Un provvedimento di amnistia e indulto dovrebbe intervenire per sanare le situazioni precedenti, dopo l’adozione di riforme assolutamente necessarie per riportare la popolazione detenuta nei limiti compatibili con gli spazi, con la possibilità di un trattamento risocializzante e più ancora con l’idea che ci possono essere molte alternative più efficaci rispetto al solo ricorso alla carcerazione.

Ma l’insensibilità, l’incomprensione e l’inerzia delle forze politiche sono sconvolgenti. Stiamo andando incontro, ad occhi bendati, al muro della scadenza imposta dalla Corte europea dei diritti umani.

Riportiamo, senza necessariamente condividerlo in tutto, il comunicato diffuso dalla segreteria dei radicali.

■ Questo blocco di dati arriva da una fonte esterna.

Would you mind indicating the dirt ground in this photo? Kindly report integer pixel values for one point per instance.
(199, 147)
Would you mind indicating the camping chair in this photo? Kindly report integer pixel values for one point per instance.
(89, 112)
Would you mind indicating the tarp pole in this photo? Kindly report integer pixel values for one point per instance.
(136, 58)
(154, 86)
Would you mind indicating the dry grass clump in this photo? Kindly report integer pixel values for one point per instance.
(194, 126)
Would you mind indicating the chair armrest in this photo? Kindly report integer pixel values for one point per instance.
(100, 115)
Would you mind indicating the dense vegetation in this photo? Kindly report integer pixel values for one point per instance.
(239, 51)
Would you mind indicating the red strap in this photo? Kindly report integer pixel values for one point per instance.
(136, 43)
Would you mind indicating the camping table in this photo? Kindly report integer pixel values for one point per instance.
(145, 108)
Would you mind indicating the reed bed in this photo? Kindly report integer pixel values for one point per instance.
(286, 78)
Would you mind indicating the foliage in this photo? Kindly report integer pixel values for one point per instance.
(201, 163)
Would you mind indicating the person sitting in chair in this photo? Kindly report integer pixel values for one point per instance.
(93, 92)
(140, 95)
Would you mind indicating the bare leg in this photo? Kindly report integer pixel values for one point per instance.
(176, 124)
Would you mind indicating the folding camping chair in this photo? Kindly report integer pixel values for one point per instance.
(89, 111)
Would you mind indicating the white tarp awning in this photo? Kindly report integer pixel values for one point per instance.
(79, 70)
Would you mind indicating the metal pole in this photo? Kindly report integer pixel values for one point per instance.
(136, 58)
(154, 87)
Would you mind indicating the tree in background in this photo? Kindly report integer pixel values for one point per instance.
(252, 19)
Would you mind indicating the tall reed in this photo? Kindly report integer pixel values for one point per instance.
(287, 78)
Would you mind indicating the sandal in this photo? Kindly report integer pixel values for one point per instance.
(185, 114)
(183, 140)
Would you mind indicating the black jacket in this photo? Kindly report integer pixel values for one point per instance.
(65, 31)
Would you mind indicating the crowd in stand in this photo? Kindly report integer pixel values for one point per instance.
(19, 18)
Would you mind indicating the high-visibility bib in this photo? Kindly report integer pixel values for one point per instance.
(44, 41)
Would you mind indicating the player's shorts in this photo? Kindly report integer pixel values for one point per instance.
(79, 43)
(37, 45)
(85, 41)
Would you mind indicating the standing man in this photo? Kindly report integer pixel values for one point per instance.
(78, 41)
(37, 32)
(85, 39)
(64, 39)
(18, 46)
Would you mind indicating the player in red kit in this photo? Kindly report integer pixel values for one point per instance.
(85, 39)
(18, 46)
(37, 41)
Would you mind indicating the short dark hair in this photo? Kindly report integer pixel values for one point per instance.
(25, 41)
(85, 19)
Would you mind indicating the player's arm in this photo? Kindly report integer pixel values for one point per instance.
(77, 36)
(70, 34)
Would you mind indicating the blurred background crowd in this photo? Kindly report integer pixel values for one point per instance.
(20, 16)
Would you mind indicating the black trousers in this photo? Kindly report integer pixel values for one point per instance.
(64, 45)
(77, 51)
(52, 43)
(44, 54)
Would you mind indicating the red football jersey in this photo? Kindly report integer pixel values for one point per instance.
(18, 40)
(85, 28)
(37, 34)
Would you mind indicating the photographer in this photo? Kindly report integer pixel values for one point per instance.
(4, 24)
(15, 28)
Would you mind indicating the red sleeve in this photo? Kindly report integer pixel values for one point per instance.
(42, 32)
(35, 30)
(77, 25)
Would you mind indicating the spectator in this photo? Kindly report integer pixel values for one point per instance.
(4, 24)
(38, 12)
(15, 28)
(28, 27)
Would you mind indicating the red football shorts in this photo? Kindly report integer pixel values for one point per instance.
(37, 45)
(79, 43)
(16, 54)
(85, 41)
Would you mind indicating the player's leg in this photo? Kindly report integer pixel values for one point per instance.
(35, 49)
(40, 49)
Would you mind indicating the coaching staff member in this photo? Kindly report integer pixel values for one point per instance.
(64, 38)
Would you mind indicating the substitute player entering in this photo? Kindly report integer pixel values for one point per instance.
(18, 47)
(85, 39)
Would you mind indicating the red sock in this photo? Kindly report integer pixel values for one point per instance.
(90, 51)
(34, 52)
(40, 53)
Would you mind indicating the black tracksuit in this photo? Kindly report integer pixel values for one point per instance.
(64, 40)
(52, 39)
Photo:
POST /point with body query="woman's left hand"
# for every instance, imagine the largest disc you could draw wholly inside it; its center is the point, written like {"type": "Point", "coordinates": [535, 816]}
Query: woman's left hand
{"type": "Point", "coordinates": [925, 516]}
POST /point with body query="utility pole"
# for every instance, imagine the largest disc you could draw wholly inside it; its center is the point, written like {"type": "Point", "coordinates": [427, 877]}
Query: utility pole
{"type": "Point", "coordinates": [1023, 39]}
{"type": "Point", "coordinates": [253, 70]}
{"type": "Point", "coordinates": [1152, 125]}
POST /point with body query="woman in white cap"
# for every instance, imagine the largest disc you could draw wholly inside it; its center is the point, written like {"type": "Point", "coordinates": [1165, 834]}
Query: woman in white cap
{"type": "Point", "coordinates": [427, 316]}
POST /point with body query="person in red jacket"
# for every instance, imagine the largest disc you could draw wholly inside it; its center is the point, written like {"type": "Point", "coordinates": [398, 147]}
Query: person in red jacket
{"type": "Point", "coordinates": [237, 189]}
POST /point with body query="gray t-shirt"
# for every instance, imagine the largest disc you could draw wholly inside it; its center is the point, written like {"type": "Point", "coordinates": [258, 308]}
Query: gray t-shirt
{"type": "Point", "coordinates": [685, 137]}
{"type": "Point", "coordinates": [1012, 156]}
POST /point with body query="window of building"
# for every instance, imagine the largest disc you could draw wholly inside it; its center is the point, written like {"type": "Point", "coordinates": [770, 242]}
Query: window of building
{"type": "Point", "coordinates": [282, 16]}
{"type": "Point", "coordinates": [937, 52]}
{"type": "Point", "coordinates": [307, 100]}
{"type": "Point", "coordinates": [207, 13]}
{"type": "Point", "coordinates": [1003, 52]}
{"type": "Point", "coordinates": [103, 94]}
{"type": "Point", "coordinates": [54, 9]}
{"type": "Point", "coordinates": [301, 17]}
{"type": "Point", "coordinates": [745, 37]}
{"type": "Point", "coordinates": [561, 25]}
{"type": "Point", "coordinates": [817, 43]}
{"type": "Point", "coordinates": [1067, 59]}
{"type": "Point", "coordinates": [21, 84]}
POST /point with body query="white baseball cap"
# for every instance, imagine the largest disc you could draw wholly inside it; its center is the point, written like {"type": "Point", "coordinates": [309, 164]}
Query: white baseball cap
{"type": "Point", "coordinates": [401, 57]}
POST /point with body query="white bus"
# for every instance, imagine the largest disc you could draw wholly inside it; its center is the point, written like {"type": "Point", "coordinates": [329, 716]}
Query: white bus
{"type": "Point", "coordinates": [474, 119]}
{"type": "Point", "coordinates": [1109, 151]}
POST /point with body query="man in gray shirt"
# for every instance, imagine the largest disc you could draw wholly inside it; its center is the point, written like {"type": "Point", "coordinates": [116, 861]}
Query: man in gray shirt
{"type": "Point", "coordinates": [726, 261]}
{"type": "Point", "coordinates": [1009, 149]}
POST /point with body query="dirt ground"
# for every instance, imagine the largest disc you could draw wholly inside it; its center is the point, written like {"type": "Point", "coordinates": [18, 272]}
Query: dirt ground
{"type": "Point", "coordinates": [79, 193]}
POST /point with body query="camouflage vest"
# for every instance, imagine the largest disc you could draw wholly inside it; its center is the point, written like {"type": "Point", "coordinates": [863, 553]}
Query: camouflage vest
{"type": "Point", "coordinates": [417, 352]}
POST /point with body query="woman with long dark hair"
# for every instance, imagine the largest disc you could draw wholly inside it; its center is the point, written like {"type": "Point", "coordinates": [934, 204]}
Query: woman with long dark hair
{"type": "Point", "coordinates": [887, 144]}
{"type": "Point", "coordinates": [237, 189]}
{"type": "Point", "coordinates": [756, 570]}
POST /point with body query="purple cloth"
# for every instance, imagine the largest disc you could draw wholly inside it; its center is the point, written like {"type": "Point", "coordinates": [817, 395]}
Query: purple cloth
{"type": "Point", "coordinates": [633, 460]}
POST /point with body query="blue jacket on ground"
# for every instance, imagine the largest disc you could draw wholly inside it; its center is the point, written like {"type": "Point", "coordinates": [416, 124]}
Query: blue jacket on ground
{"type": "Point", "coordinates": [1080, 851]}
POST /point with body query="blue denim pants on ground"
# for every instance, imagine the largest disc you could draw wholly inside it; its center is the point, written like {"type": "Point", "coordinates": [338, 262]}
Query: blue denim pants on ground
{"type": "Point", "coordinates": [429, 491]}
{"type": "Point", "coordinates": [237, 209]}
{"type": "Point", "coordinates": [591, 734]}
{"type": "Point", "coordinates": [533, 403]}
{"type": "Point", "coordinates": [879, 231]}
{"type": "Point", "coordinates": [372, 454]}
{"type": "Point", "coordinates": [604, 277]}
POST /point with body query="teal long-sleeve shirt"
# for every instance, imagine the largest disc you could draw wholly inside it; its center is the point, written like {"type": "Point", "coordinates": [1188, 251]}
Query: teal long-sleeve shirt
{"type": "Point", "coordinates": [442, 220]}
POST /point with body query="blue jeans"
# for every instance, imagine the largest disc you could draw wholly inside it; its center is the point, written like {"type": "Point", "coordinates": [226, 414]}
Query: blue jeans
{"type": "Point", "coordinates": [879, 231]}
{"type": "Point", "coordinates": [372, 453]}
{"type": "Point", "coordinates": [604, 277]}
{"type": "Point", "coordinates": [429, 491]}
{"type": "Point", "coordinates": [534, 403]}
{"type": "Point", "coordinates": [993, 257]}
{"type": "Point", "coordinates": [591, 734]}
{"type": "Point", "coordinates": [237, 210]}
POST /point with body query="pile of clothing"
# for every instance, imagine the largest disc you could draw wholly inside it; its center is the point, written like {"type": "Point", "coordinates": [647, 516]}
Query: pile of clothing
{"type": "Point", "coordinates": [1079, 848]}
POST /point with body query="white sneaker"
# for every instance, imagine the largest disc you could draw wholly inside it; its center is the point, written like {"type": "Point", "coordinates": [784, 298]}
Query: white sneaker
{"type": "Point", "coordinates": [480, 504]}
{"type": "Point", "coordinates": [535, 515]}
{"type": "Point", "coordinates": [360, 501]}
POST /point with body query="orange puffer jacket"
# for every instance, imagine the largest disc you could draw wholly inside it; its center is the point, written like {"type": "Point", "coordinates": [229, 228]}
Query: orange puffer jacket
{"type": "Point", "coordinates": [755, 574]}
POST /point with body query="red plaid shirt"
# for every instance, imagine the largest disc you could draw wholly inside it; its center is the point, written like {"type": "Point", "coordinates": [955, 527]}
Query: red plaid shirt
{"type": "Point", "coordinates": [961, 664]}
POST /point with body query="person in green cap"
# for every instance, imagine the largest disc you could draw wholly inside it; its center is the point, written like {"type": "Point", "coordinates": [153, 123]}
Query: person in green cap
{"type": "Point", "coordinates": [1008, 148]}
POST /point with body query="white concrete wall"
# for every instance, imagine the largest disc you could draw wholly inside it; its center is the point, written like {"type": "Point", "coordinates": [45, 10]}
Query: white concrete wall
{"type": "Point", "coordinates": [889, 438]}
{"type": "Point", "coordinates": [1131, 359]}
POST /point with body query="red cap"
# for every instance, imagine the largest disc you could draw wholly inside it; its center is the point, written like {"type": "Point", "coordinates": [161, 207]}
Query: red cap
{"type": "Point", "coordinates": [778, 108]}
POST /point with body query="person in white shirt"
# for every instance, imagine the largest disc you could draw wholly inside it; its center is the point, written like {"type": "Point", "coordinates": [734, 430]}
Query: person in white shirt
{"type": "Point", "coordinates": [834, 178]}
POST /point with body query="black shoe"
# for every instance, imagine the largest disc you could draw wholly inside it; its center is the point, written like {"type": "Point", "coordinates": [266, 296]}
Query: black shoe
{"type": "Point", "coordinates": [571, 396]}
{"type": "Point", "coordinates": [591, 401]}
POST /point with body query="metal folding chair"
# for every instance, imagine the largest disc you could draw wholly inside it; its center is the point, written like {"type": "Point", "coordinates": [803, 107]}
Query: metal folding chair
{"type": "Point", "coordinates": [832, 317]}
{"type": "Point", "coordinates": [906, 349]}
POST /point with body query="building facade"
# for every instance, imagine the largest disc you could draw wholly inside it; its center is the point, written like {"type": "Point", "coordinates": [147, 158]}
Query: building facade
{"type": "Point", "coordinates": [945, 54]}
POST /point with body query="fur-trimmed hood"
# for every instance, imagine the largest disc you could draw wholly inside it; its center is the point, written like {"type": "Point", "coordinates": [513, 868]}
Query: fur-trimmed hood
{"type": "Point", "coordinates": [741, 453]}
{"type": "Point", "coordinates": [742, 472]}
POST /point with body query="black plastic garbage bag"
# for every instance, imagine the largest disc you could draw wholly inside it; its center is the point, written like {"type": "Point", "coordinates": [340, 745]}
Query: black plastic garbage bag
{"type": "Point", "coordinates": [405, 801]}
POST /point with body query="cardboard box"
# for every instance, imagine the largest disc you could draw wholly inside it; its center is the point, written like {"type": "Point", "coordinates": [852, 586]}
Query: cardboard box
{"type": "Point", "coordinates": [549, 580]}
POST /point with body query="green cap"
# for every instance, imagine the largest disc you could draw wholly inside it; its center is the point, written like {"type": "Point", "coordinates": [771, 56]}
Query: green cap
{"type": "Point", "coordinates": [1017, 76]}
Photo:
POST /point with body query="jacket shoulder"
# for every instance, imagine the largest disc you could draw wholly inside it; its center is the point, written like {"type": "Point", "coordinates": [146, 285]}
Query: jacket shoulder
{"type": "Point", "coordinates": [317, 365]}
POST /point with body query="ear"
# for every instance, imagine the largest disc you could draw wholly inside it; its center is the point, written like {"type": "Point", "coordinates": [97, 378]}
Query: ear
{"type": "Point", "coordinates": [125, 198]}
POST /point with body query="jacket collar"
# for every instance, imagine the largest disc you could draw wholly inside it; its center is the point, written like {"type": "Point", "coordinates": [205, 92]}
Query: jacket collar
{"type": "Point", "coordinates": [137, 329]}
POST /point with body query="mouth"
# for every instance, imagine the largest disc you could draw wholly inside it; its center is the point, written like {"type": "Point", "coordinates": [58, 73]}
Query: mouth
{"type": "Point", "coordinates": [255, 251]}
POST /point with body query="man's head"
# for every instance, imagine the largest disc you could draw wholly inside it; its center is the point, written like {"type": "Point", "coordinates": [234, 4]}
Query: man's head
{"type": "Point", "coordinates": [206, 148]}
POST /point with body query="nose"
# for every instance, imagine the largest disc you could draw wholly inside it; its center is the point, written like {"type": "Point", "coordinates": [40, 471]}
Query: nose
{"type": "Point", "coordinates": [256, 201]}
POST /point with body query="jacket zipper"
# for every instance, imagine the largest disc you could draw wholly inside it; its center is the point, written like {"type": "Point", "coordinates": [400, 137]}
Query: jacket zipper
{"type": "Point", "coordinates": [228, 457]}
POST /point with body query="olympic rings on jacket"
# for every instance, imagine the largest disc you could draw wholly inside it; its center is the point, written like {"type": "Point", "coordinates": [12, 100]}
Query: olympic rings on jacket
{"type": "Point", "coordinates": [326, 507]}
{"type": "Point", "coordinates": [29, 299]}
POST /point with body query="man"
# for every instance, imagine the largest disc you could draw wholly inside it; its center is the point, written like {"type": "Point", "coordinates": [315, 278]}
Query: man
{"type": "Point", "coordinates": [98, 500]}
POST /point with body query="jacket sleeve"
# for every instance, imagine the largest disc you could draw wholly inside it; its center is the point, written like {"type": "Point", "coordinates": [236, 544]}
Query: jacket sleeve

Carceri di Vicenza e Verona:  giovedì 21 nov. dalle 11,00 alle 15,00

Amnistia e stato di diritto, presidio dei Radicali davanti alle carceri italiane per una battaglia che ha i giorni contati.

Entro il 28 maggio 2014, infatti, l’Italia deve porre rimedio all’attuale sovraffollamento carcerario, una condizione di gravissima emergenza che si è trasformata in un fenomeno di illegalità permanente. I giudici europei chiamano in causa l’Italia per la violazione dell’art. 3 della Corte europea dei diritti dell’uomo, il divieto di tortura e trattamenti inumani e degradanti. L’anno scorso a maggio una sentenza della CEDU ha costretto il nostro paese a risolvere entro un anno questa emergenza e a risarcire con 90mila euro 7 detenuti che avevano fatto ricorso contro le disumane condizioni in cui stavano scontando la pena.

Già oggi il nostro paese è uno dei responsabili maggiori dell’arretrato che grava sulla Corte di Strasburgo a causa dell’eccesso di ricorsi pendenti contro l’Italia per la violazione dell’articolo 6 della CEDU, vale a dire l’irragionevole durata del processo. Una situazione che si aggraverà in ragione dei ricorsi pendenti presenti, e in previsione della valanga di quelli futuri che arriveranno dai reclusi nelle carceri italiane per la violazione dell’art. 3. Lo Stato italiano mentre punisce un imputato per avere infranto la legge nel contempo viola la Costituzione, la CEDU, l’ordinamento penitenziario e il regolamento di esecuzione.

Marco Pannella continua una battaglia pluriennale per interrompere la flagranza di reato e restituire alla Repubblica la sua legalità, si tratta di un obbligo costituzionale che impegna il Parlamento e che ci deriva dalla condanna di Strasburgo. Trasformare la crisi della giustizia nelle carceri in una opportunità di cambiamento strutturale è una impostazione che i Radicali hanno sempre dato a questa battaglia. Ed è una impostazione accolta pienamente dal presidente della Repubblica Giorgio Napolitano, che ha utilizzato lo strumento costituzionale di un messaggio alle Camere per richiamare il Parlamento a intervenire senza ulteriori deroghe sulla grave condizione delle carceri e della giustizia del Paese. Eppure tutto ciò è ignorato dalle valutazioni delle forze politiche. Marco Pannella ha ripreso l’iniziativa nonviolenta del digiuno affinchè i Presidenti delle Camere e i Presidenti dei gruppi parlamentari si attivino con urgenza per dare risposta all’obbligo posto dal presidente della Repubblica.

Giovedì 21 novembre i militanti Radicali insieme ai famigliari dei detenuti manifesteranno contemporaneamente davanti alle carceri di Agrigento, Caserta, Catania, Genova, Napoli, Roma, Vicenza, Verona, Salerno, Teramo.”